O desafio de transformação desses atores culturais passa por um processo formativo, que extrapola a educação formal, e se dá dentro e fora da própria rede. No caso da Bahia, à medida que o Estado abre espaço para o consenso ao invés de fazer uso da coerção, inaugura um ambiente propício para o voluntarismo, a colaboração, o interesse coletivo, que dão sentido a uma organização em rede. Não se pode perder de vista que a autonomia dos indivíduos e a validação social são requisitos básicos para que a “mudança de mentalidade” ocorra. 10

A comunicação é uma grande aliada neste processo de adoção efetiva de uma cultura de rede pela Adimcba e CEPdC-BA. Os braços executivos destas redes, o G-8 e a diretoria da Adimcba, tendem a concentrar as informações e utilizá-las em proveito próprio ou de seus aliados, em mais uma postura desagregadora. Estabelecer vínculos e fortalecer a confiança e solidariedade entre os membros destas redes não é possível sem uma comunicação transparente, constante e estreita. As informações precisam fluir horizontalmente, sem intermediários ou hierarquias, como uma rotina e não uma eventualidade. Assim como, as ações e bandeiras destas redes precisam ter apropriação e conhecimento público, para que sejam também apoiadas e validadas socialmente. Tanto a comunicação interna, quanto a comunicação externa, repercute favoravelmente na coesão e funcionamento das redes dos pontos e dos dirigentes municipais de cultura. O fortalecimento da Adimcba e da CEPdC-BA passa também pelo reconhecimento do lugar de destaque que elas ocupam no desenvolvimento da cultura baiana. Ambas sedimentaram canais de diálogo e espaços de intervenção na gestão cultural baiana que outros agentes culturais dificilmente alcançariam. O que só amplia a sua função representativa, seja como multiplicador de informações (e, consequentemente, formador de opinião), seja como porta-voz das demandas locais. A lei estadual 12.365/2011, que institui o Sistema Estadual de Cultura da Bahia, em seu artigo 28, reconhece o Fórum de Dirigentes Municipais de Cultura (como também é chamada a Adimcba) como: instância de caráter consultivo, opinativo e organizativo, integrante do Sistema Estadual de Cultura, que tem por finalidade promover a articulação dos municípios baianos para a formulação e execução de políticas culturais, contribuir com o desenvolvimento local e territorial da cultura e com o aperfeiçoamento das políticas Estadual e Nacional de cultura. (BAHIA, 2011)

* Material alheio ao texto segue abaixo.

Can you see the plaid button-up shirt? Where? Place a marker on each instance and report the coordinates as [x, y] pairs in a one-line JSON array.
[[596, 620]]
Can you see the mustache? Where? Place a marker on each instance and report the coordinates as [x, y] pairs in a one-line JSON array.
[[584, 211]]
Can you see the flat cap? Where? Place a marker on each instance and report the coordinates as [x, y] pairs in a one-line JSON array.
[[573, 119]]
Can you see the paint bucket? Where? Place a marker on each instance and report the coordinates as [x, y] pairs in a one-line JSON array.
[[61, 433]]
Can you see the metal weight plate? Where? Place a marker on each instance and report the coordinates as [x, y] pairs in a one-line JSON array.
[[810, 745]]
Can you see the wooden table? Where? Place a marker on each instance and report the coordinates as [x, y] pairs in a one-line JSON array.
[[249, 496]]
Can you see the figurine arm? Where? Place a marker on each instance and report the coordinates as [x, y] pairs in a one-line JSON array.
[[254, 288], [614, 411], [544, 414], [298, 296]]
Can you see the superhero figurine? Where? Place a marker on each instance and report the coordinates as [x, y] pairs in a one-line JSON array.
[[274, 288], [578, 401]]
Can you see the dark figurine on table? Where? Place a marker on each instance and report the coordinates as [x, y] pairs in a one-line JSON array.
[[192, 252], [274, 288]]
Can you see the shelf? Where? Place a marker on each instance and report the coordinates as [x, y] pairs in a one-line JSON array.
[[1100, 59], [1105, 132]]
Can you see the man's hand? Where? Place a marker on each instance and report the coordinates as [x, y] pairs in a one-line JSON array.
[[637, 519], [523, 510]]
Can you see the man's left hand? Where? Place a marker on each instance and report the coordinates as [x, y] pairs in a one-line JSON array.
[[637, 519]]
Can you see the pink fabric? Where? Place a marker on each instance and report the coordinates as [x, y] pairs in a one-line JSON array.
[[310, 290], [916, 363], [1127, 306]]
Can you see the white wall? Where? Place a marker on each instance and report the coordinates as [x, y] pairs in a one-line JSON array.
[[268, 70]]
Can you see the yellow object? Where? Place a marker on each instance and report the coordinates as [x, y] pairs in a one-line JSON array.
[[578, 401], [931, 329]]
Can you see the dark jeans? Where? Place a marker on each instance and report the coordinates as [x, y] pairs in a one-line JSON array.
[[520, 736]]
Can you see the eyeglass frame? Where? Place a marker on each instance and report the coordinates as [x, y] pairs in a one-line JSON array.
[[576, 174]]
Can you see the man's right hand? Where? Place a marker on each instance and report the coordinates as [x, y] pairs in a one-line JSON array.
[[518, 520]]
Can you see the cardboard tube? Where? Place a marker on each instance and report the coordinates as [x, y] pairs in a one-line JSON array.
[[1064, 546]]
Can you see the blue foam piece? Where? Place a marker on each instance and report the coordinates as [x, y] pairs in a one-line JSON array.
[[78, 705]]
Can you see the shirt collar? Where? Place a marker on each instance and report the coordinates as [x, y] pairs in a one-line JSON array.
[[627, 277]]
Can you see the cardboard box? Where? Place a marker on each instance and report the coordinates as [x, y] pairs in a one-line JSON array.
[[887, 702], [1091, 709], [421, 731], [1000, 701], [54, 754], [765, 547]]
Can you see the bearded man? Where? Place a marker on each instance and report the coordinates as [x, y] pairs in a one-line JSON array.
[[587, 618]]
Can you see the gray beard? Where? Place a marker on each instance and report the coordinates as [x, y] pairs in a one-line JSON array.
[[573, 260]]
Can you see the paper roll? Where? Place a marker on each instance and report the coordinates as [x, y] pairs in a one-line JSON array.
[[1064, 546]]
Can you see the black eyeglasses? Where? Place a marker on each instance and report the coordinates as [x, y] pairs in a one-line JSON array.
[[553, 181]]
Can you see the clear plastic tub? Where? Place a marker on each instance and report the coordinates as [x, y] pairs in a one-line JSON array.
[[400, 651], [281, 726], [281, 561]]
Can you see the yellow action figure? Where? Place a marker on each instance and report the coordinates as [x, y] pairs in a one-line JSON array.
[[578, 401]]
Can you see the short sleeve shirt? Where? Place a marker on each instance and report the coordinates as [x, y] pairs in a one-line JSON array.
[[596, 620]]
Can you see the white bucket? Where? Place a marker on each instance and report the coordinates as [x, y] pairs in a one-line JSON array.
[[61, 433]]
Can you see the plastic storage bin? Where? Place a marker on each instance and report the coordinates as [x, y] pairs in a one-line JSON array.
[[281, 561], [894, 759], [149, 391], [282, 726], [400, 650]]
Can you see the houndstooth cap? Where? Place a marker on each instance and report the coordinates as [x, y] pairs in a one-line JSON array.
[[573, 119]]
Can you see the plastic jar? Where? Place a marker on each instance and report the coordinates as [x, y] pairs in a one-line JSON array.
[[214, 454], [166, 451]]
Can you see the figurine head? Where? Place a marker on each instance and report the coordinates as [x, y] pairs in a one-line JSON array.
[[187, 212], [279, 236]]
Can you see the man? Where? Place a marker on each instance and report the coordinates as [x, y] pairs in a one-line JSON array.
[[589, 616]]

Embora não esteja designada literalmente como parte integrante do Sistema Estadual de Cultura, a CEPdC-BA está prevista como componente do sistema pela redação do artigo 29 da lei: Formas organizativas de iniciativa da sociedade não definidas nesta Lei, inclusive fóruns e coletivos específicos, relacionadas aos diversos segmentos culturais, são também consideradas instâncias de participação, integrantes do Sistema Estadual de Cultura¸ por meio de manifestação de vontade. (BAHIA, 2011)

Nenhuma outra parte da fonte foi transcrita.